用語集 (Glossary)¶
OSECHI宇宙線検出器に関連する技術用語の説明です。
電子回路・信号¶
GPIO (General Purpose Input/Output)¶
汎用入出力ピン
マイコン(ESP32など)の入出力インターフェイス。デジタル信号(HIGH/LOW)の読み書きに使用します。
OSECHIでの使用:
| ピン | 用途 |
|---|---|
| GPIO12, GPIO19, GPIO27 | 宇宙線検出信号の入力 |
| GPIO14, GPIO26, GPIO33 | LED制御の出力 |
| GPIO32 | ADC入力(MPPC信号強度) |
TTL (Transistor-Transistor Logic)¶
トランジスタ・トランジスタ・ロジック
デジタル信号の電圧レベルの規格です。
- LOW(0論理): 0V ~ 0.8V
- HIGH(1論理): 2.0V ~ 5.0V
OSECHIでは、コンパレーターがMPPC信号を2値化した出力がTTL信号です。HIGH = 宇宙線を検出した状態を示します。
デジタル信号 vs アナログ信号¶
| デジタル信号 | アナログ信号 | |
|---|---|---|
| 値 | HIGH / LOW の2値のみ | 連続した値(0V〜3.3V など) |
| ノイズ | 強い | 影響を受けやすい |
| 例 | GPIO出力、TTL信号 | MPPC出力、ADC入力 |
OSECHIでは「MPPCのアナログ出力 → 増幅 → コンパレーターで2値化 → TTLデジタル信号 → ESP32で読み込み」という流れで処理します。
センサー・測定¶
MPPC (Multi-Pixel Photon Counter)¶
マルチピクセル・フォトン・カウンター
シンチレーション光(光子)を電気信号に変換する半導体光センサーです。出力はmV単位の微小な信号のため、増幅器を通してからコンパレーターに入力します。

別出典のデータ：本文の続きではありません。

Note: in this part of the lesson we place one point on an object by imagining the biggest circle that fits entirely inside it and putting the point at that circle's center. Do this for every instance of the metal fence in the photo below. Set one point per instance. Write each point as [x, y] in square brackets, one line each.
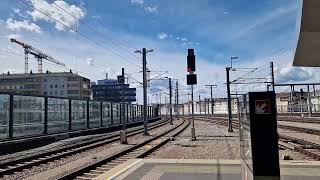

OSECHIでは3個のMPPCを使用し、各シンチレーター層に1個ずつ配置しています。
シンチレーター (Scintillator)¶
放射線(ミューオンなど)が通過すると光を放つ物質です。OSECHIではプラスチックシンチレーターを3枚使用し、3層独立に検出しています。
ADC (Analog-to-Digital Converter)¶
アナログ・デジタル変換器
アナログ信号をデジタル値に変換します。
- 分解能:12ビット(0〜4095の4096段階)
- 入力電圧範囲:0〜3.3V
- 分解能:約0.8mV/カウント
OSECHIではGPIO32からMPPC信号強度を読み取り、検出イベントの adc フィールドとして出力します。
DAC (Digital-to-Analog Converter)¶
デジタル・アナログ変換器
デジタル値をアナログ電圧に変換します。OSECHIではコンパレーターの閾値電圧を設定するために使用します。
- 分解能:10ビット(0〜1023)
- チップ:MCP4811T(各チャネルに1個、計3個)
- 設定方法:
SET_THRESHOLD <ch> <value>コマンド
コンパレーター (Comparator)¶
2つの電圧を比較して大小関係をデジタル出力する回路です。
- 入力信号 > 閾値電圧 → HIGH(検出)
- 入力信号 < 閾値電圧 → LOW(非検出)
OSECHIでは、MPPCの増幅後の信号とDACが出力する閾値電圧を比較します。閾値を上げると感度が下がり(ノイズを除去)、下げると感度が上がります。
通信・インターフェイス¶
SPI (Serial Peripheral Interface)¶
シリアル・ペリフェラル・インターフェイス
マイコンと周辺デバイス間の同期式シリアル通信です。OSECHIではESP32からDACチップへ閾値電圧を設定するために使用します。
I2C (Inter-Integrated Circuit)¶
アイ・スクエアド・シー
マイコンとセンサー間の同期式シリアル通信です。OSECHIではESP32とBME280(温度・湿度・気圧センサー)の通信に使用します(アドレス:0x76)。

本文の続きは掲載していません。